Fast forward to 2019 – and globalisation has brought hundreds of Bengali professionals into Glasgow. Bengalis who have happily dug down their roots and settled here. Older generations have now handed over the baton to those of us next in line, to carry on the tradition. And carry on, we do!

If you were to walk into the Couper Institute on Glasgow’s southside on any one of the days during the Pujas, you would most certainly be transported back to the colourful and chaotic colours of Kolkata. Truth be told, us Glasgow Bengalis feel we have an edge over the ‘back home’ Pujas. Because we seem to have amalgamated the best of both styles, i.e., The Sarbajanin (for everybody), and The Barwari (for one household).

Here, in Glasgow, our numbers may run into hundreds, but we know each other as extended family members. And for these five days, our hearts beat together as one, along with the pulsating beat of the ‘dhaak’.
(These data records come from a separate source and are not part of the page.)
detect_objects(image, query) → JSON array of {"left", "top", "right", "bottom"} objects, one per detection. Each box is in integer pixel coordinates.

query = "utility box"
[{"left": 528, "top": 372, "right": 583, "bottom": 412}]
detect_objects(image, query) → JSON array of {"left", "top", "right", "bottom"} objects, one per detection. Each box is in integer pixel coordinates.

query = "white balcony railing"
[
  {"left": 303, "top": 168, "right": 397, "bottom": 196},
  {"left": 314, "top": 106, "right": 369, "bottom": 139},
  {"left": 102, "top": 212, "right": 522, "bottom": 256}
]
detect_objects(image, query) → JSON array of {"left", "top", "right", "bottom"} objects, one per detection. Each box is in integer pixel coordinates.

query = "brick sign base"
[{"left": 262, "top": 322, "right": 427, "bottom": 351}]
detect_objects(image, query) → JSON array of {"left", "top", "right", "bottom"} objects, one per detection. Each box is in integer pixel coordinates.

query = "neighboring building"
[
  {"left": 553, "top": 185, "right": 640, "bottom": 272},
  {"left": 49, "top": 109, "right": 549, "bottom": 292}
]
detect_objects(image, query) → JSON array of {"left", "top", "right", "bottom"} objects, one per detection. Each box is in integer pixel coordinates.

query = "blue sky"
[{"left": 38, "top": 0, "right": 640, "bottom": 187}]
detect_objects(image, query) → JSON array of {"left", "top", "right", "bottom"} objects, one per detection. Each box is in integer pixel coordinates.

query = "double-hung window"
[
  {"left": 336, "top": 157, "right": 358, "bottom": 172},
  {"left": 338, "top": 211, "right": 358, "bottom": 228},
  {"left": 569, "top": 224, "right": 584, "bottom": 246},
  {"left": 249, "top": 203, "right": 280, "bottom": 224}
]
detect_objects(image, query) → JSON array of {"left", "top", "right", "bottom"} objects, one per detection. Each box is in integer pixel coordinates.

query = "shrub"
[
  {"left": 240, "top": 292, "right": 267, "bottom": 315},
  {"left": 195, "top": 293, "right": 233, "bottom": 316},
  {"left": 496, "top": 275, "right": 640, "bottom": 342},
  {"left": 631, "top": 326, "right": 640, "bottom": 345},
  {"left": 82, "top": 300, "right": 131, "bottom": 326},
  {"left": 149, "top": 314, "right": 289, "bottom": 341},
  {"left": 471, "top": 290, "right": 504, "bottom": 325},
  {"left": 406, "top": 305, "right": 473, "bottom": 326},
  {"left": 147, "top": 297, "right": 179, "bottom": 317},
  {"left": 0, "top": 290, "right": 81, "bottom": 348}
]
What works wonders to add to the joy of the Pujas, is we are then able to carry forward the same expressions of joy into the remaining year – whilst we continue to meet, greet and of course, eat, together.

And no Glasgow Bengali can ever truly be homesick, for we have created the best of home right here, on soil which is no longer ‘foreign’. Yes, we have the best of both the worlds and our Mother is coming soon.